2.  Develop a practice of paying attention to his emotional life.

People who aren’t paying close attention to their emotional lives tend to notice only their most extreme states.  Mark should start to check in with himself throughout the day about what he’s feeling.  

In the beginning, it might be useful to be noticing what’s happening in his body.  Does he have butterflies in his stomach?  Is it hard to breathe?  Does his jaw feel tight?  Over time, Mark may start to notice that butterflies mean he’s anxious.  Or that difficulty breathing means sadness.

3.  Increase his comfort level with talking about his emotions by practicing

Mark should expect that talking about his feelings may initially feel uncomfortable.  None of us are skilled at things we haven’t practiced.  We’re going to encourage him to begin doing it despite his discomfort, so that he can learn how to do it with greater ease and comfort.  

Mistaking secondary emotions for primary emotions is one common error.  We’re going to also push Mark to avoid five other emotion pitfalls:

1.  Using overly broad language - “Bad” or “Good” are not emotions!  Or rather, they are words that can be used to described feelings, but not specifically enough.  Bad can mean too many things, as can good.  To communicate a feeling in a way that’s useful to someone else, we need to use words that are clearer and more specific.

2.  Mistaking cognitions for emotions  “I feel confused.”  Confusion indicates a lack of understanding, not an emotional state.  “I feel like…” or “I feel as if…”  If you add the words “like” or “as if” to “I feel,” what you are going to say next will be a thought, not a feeling.

3.  Mistaking judgments for emotions.  “I feel betrayed.”  “I feel set up.”  Betrayal, abandonment, ridicule are all examples of judgments of another person’s intent rather than feelings.  “If I think that you betrayed me, I feel….”

4.  Failing to own the experience.  “You feel worried” rather than “I feel worried”

5.  Mistaking an accusation for emotions- “I feel like you don’t listen to me”

As Mark leaves my office, he apologizes for crying in front of me.

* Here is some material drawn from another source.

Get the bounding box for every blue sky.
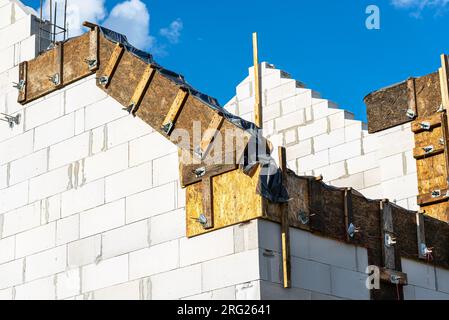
[21,0,449,122]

We see so many angry men here in our program, men who hold themselves apart, who fail to cry or who hold their fear close and their shame in silence.  Mark imagines that his sadness will be met with disdain or revulsion, that if his wife could see how sad he was, she’d think less of him.  Being angry will keep him feeling safe and strong, but if what he wants is connection and intimacy, then sadness is what will truly save him.